Head-to-head comparison of non-invasive markers of atrial cardiomyopathy and their association with arrhythmia recurrence after atrial fibrillation ablation

Category	Detail
Condition	Atrial cardiomyopathy (AtCM) as a substrate for atrial fibrillation (AF) and arrhythmia recurrence
Key Mechanisms	AtCM promotes AF onset and progression, increases arrhythmia recurrence risk post-pulmonary vein isolation (PVI), and elevates stroke risk even without documented AF
Target Population	Patients with symptomatic atrial fibrillation undergoing first-time pulmonary vein isolation
Care Setting	Cardiology and electrophysiology clinical setting with access to ECG, echocardiography, and invasive electroanatomical mapping

AtCM diagnosis currently relies on invasive electroanatomical mapping (EAM) identifying left atrial low-voltage substrate (LA-LVS).
Non-invasive markers include 12-lead ECG P-wave parameters, transthoracic echocardiography (TTE) measurements, and blood-based biomarkers.
Systematic comparison of non-invasive markers with invasive LA-LVS and their predictive value for arrhythmia recurrence after catheter ablation remains limited but is crucial for risk stratification.

Use invasive EAM to identify LA-LVS (<0.5 mV bipolar voltage) as the reference standard for AtCM diagnosis.
Consider non-invasive surrogates such as prolonged P-wave duration (≥120 ms non-amplified, ≥150 ms amplified), pathological P-wave axis (<0° or >+75°), pathological P-wave terminal force in lead V1 (>4 mV·ms), and echocardiographic left atrial volume index (LAVI >40 mL/m2 or >48 mL/m2 in older women).

Perform pulmonary vein isolation (PVI) in symptomatic AF patients with consideration of AtCM substrate burden.
Use non-invasive markers preprocedurally to aid risk stratification for arrhythmia recurrence post-ablation.

Monitor P-wave parameters on 12-lead ECG in sinus rhythm to assess atrial remodeling.
Use echocardiographic measurements of left atrial size and function as part of follow-up.
Assess blood-based biomarkers such as high-sensitivity C-reactive protein and troponin T for inflammatory and myocardial injury status.

Recognize that AtCM increases risk of arrhythmia recurrence after PVI and stroke risk even without documented AF.
Inadequate catheter-tissue contact during EAM may falsely suggest LA-LVS; ensure proper mapping technique.

Symptomatic atrial fibrillation patients undergoing first-time pulmonary vein isolation with available sinus rhythm ECG and echocardiography

Non-invasive markers may help identify patients at higher risk of arrhythmia recurrence post-ablation and guide personalized management strategies.
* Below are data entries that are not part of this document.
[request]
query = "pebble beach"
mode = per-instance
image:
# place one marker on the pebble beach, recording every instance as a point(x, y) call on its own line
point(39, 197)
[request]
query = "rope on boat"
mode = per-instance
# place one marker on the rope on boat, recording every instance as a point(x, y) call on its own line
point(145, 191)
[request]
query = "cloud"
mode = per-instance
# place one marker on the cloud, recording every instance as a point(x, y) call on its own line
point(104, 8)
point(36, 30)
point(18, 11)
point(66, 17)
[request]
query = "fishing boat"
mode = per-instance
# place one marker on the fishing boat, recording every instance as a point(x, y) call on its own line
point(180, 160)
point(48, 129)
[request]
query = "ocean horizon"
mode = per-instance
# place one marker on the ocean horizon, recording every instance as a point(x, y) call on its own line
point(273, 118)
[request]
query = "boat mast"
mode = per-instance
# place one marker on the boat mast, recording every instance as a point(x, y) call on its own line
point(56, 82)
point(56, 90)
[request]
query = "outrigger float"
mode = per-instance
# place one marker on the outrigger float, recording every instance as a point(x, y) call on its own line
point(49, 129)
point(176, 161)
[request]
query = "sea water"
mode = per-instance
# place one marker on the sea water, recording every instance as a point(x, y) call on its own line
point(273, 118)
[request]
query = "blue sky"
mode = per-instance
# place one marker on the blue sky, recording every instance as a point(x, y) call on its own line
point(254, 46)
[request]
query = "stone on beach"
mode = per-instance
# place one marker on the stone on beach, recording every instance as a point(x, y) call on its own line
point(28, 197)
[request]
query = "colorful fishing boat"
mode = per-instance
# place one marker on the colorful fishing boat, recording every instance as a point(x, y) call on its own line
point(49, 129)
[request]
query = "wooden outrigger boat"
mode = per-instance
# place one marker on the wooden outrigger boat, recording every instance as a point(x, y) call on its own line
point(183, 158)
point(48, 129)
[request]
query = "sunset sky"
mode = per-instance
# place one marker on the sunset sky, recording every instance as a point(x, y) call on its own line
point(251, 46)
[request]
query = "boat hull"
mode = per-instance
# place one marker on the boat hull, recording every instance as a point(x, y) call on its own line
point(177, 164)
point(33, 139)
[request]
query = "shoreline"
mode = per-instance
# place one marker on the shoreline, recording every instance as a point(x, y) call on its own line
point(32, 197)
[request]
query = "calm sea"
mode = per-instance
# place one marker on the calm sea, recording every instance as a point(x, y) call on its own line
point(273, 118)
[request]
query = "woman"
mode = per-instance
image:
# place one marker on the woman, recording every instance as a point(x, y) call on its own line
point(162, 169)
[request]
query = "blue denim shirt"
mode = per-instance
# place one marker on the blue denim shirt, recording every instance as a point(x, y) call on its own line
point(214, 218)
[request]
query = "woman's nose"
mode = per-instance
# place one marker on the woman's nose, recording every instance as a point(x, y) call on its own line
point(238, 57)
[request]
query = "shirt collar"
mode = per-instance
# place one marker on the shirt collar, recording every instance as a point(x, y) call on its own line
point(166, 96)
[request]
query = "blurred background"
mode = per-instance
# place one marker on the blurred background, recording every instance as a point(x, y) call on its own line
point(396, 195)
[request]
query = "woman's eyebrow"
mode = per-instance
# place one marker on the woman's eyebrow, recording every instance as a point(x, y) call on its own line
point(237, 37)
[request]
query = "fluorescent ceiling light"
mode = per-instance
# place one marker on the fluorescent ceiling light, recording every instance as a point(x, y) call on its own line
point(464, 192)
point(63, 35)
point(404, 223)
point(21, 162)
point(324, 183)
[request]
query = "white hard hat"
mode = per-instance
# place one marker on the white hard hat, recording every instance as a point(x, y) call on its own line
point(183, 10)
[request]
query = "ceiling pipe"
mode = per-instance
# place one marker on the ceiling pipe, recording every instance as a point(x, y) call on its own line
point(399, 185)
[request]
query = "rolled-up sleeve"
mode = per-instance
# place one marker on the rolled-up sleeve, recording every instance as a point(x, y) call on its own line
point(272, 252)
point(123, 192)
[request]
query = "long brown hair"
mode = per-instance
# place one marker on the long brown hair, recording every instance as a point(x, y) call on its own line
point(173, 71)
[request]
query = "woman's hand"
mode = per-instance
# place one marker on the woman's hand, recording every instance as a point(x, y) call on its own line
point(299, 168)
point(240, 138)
Obtain high-quality 12-lead ECG and TTE in sinus rhythm prior to PVI for comprehensive assessment of AtCM.
Use amplified ECG techniques to improve detection of late low-amplitude P-wave components.
Perform high-density voltage and activation mapping during sinus rhythm with adequate catheter-tissue contact to accurately quantify LA-LVS.
Exclude pulmonary veins and mitral valve annuli from voltage mapping analysis to avoid confounding.
Measure interatrial activation time (IAAT) from earliest P-wave onset to latest left atrial activation site to assess conduction abnormalities.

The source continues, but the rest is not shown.